15.1. Può aggiungersi che il presupposto interpretativo assunto dal Fallimento posto alla base della richiesta principale di rigetto dell’appello incidentale, è che l’art. 2-bis cit. consenta solo alla legislazione regionale, e non anche alla regolamentazione urbanistica comunale, deroghe ai principi stabiliti dalla legislazione statale, e che, in mancanza delle deroghe previste dalla legge regionale - come nella fattispecie dove la legislazione regionale disciplina solo il minimo degli standards nelle zone residenziali (peraltro in maniera parziale e individuando la dotazione minima nella stessa percentuale prevista dall’art. 3 del d.m. del 1968) – per le aree non disciplinate dalla legislazione regionale continuano ad applicarsi i principi statali dell’art. 41-quinquies, l. n. 1150 del 1942, come specificati dal d.m. del 1968, con conseguente possibilità di sindacato sulla motivazione dei piani comunali quando si discostano notevolmente dalla percentuale minima statale.
16. Il profilo dell’interpretazione del suddetto art. 2-bis all’interno del sistema dei principi vincolanti per la legislazione regionale individuati, dall’art. 41-quinquies della l. n. 1150 del 1942, come specificati dal d.m. del 1968.
L’art. 2-bis del d.P.R. n. 380 del 2001 consente solo alle Regioni di prevedere disposizioni derogatorie al d.m. del 1968 in materia di standard, “nell’ambito della definizione o revisione di strumenti urbanistici comunque funzionali a un assetto complessivo e unitario o di specifiche aree territoriali”. Trattandosi di deroghe a principi della legislazione statale vincolanti sul territorio nazionale ai sensi dell’art. 117, terzo comma, in mancanza, totale o parziale, dell’esercizio di tale potere di deroga da parte delle Regioni potrebbe inferirsi che si riespande l’applicazione dei principi statali dell’art. 41-quinquies, commi 8 e 9, l. n. 1150 del 1942, come specificati dal d.m. n. 1444 del 1968, secondo lo stesso presupposto interpretativo assunto dal Fallimento.
16.1. Tuttavia, la possibile sostenibilità di tale interpretazione costituzionalmente orientata, secondo il Collegio non consente, nella fattispecie, di sottrarsi alla valutazione della non manifesta infondatezza della possibile questione di legittimità costituzionale delle norme regionali, eccepita dal Fallimento.
16.1.1. La ragione si rinviene nella peculiare “costruzione” dell’art. 103, comma 1-bis, in uno con un esercizio del potere regionale di emanare norme derogatorie che potremmo definire “estremo” per difetto.

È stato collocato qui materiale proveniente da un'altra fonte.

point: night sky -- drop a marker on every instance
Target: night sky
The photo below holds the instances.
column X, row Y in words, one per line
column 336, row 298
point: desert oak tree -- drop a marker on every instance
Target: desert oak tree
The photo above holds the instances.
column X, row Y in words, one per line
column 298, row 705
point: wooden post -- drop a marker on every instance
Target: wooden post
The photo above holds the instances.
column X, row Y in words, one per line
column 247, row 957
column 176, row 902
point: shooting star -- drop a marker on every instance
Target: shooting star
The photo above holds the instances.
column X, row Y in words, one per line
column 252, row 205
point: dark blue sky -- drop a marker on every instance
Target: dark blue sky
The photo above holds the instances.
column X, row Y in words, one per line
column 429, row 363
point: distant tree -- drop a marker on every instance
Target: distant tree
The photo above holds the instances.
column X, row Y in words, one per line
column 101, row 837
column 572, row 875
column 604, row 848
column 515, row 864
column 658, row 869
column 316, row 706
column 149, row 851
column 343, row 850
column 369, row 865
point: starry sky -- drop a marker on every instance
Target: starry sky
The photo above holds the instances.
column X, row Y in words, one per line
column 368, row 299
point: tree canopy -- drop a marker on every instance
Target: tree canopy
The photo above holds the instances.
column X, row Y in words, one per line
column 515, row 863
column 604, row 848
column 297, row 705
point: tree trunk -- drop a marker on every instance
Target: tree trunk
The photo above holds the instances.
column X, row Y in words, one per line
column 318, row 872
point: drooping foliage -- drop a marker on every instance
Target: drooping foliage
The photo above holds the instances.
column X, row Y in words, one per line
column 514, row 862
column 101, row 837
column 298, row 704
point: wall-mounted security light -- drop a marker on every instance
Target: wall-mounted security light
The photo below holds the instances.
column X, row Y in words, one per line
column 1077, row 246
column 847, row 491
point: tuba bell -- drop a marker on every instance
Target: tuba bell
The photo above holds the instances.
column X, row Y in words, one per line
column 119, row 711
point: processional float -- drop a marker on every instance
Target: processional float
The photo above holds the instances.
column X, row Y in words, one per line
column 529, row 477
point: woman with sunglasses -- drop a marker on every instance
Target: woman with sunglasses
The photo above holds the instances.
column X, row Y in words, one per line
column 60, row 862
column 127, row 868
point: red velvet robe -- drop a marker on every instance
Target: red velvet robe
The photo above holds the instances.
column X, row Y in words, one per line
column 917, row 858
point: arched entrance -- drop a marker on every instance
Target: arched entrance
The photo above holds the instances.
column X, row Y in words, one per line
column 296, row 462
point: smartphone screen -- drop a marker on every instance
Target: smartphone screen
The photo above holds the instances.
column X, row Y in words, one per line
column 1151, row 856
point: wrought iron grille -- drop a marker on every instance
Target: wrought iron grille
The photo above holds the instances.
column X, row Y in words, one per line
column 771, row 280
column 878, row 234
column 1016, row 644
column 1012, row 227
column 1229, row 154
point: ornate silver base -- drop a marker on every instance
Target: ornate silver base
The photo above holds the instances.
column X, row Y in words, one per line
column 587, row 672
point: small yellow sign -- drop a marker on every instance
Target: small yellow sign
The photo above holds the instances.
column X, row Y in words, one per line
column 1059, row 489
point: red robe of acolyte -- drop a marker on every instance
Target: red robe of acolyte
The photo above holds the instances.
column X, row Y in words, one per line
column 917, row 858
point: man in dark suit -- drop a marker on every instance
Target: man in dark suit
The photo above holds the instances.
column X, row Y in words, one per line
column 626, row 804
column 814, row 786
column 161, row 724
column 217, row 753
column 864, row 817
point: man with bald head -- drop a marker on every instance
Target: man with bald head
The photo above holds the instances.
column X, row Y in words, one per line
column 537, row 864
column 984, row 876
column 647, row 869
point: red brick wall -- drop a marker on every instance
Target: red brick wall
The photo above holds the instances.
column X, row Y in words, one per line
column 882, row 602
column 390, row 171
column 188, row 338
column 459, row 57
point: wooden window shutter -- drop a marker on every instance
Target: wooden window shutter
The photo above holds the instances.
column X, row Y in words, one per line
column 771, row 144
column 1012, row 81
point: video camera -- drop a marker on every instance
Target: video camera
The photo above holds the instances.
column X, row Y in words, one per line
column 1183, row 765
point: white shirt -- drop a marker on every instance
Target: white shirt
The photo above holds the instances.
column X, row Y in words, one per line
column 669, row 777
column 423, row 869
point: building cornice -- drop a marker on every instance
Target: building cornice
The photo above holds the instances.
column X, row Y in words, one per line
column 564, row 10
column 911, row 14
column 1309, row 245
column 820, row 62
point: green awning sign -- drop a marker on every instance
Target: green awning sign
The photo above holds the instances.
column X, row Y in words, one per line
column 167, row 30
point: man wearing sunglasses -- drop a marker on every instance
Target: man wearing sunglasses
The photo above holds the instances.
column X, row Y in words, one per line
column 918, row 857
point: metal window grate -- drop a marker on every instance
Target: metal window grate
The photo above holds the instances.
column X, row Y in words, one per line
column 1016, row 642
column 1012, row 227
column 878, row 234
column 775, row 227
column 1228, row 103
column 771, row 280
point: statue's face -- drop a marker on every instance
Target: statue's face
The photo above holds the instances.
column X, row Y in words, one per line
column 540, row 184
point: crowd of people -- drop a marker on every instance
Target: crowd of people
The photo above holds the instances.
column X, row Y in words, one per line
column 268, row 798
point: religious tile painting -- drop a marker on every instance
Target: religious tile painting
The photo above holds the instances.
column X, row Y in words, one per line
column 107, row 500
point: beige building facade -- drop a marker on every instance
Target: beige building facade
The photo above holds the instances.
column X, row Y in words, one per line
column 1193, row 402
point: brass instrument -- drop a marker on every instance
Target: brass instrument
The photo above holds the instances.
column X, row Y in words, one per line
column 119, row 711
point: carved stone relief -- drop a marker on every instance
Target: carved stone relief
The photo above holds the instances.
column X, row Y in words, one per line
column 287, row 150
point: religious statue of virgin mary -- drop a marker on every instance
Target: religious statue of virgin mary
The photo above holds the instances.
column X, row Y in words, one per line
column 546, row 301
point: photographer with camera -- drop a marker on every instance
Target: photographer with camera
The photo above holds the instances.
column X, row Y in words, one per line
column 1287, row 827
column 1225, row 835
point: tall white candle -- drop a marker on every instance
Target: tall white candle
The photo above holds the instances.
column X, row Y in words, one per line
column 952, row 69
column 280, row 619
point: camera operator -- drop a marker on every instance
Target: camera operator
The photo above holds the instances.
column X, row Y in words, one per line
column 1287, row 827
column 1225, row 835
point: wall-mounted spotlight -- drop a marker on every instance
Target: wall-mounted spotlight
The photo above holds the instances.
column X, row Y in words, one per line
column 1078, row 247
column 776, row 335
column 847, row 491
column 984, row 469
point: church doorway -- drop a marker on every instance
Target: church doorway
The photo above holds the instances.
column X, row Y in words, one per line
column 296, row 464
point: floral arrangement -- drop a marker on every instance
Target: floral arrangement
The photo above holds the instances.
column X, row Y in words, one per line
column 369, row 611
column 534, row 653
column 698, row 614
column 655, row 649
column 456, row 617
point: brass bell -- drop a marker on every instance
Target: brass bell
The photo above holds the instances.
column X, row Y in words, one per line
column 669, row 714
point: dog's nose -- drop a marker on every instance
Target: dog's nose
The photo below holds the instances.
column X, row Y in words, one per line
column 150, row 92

Infatti, da un lato l’art. 103, comma 1-bis, dispone la generale non applicabilità del d.m. del 1968 (con l’eccezione disciplinata della materia delle distanze, che nella causa non viene in rilievo); dall’altro, la Regione esercita il potere di legiferare riconosciutole dall’art. 2-bis al minimo, e cioè prevedendo solo (art. 9, comma 3) la dotazione minima di standards per le aree residenziali; per di più, riproducendo la misura minima già individuata dall’art. 3, primo comma, del d.m. del 1968 e, quindi, intendendo non applicabili, secondo la previsione generale dell’art. 103, anche le altre disposizioni nella stessa materia, previste dai successivi commi dell’art. 3 e dall’art. 4, primo e secondo comma.
16.1.2. In definitiva, si potrebbe dire che le norme regionali che derivano il loro fondamento nell’art. 2-bis integrino una “forma apparente” di esercizio del potere conferito alla Regione dall’art. 2-bis.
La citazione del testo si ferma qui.